One day, Halprin asks her students to seek solitude for several days and paint a picture during that time. Sabine paints a tree, from which she grows out. Black birds fly out of her chest. It is a painting about her wanting to overcome her fear and tension. It is an honest picture. The next task Halprin gives her students is to dance the painting. Sabine takes all her courage. She is convinced to really dance the picture, to really overcome her fears and tensions. And she knows that there is only one way to do it. She undresses, paints herself in black, like the birds on the painting, and dances in front of her fellow students. It’s the moment that Sabine breaks free.

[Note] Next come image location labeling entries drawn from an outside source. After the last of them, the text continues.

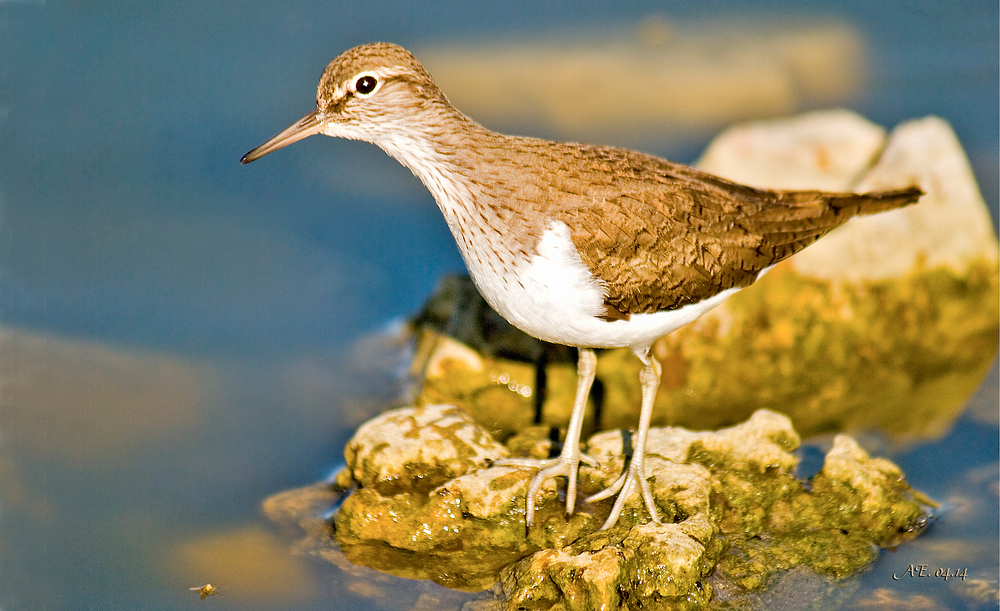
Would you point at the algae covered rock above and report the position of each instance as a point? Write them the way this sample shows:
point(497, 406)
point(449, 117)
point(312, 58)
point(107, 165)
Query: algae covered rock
point(735, 515)
point(890, 322)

Sabine never wanted to stay in California. She came for the dance training and planned to return to Germany thereafter. But after the training at the San Francisco Dancers’ Workshop, Sabine knows for sure that she doesn’t want to go back to Germany. So, she stays – although her tourist visa expires. In the next five years, Sabine lives illegally in San Francisco. She makes a living by cleaning houses, teaching German and filling coffee into bags. A friend of hers takes her to a class in Iyengar Yoga, a new yoga style that puts an emphasis on correct posture. At first, the yoga seems quite strange to Sabine. Then she begins to love it.
To be self-employed and do body work. By chance, Sabine gets to know Meggie, a stewardess from San Francisco who, also, practices Iyengar Yoga. Meggie has connections with the Iyengar Institute in Pune, India where BKS Iyengar himself and his family conduct yoga classes. In the nineties, Iyengar Yoga is already quite popular in the West. Hundreds of yoga practitioners from all over the world want to come to the Iyengar Yoga Institute,
so there is a waiting list of one and half years. Through Meggie, Sabine gets the chance to fly to Poona every year for a month. Soon, she becomes a certified Iyengar Yoga teacher,and buys a house in San Francisco’s 14th street. She opens “Namaste Yoga” – her own Yoga studio. Also, she finally receives a Green Card.

One may expect that Sabine’s story is over here. But things come unplanned, and when Sabine turns 50, suddenly a thought appears: Do I really want to grow

old in San Francisco? She thinks about it
for weeks and doesn’t come to a
conclusion. “Someday you will know”,
her friends tell her. Again, she flies to
Pune to study yoga with the Iyengar
family. And in Poona, Sabine finally
realizes that she doesn’t want to die in California.
She wants to return in Germany, but only after staying a few more years in India to study Yoga.

To either have a house in the desert, or a house the Black
Forest with a garage in which she can park into backwards
with her car during winter when it has snowed. Back in San
Francisco, Sabine sells her yoga studio. It is 2008, the
Silicon Valley has become the world’s center of big tech,
and the value of her real estate has exploded. She leaves
the Valley with bags full of money. In the next years,
Sabine lives in Pune at the Iyengar Yoga Institute. She
only comes to Germany to prolong her visa for India. In 2011,
during such a visa visit, she hears of a house that is for sale
in Todtmoos, her old home city. She drives to the Black Forest
to see the house and falls in love with it. It is a two-storied farmhouse with a large roof structure that has the ideal size for placing
a yoga hall in it. A small stream flows next to the house. It will be the name giver for Sabine’s new yoga studio: “Yoga am Bach”.

Today, Sabine rides with her car through the Black Forest and finds joy in seeing the small roads, the green meadows, the creeks. The place that she always wanted to go away from has become her new, old home.

“It’s me that must have changed”, she says.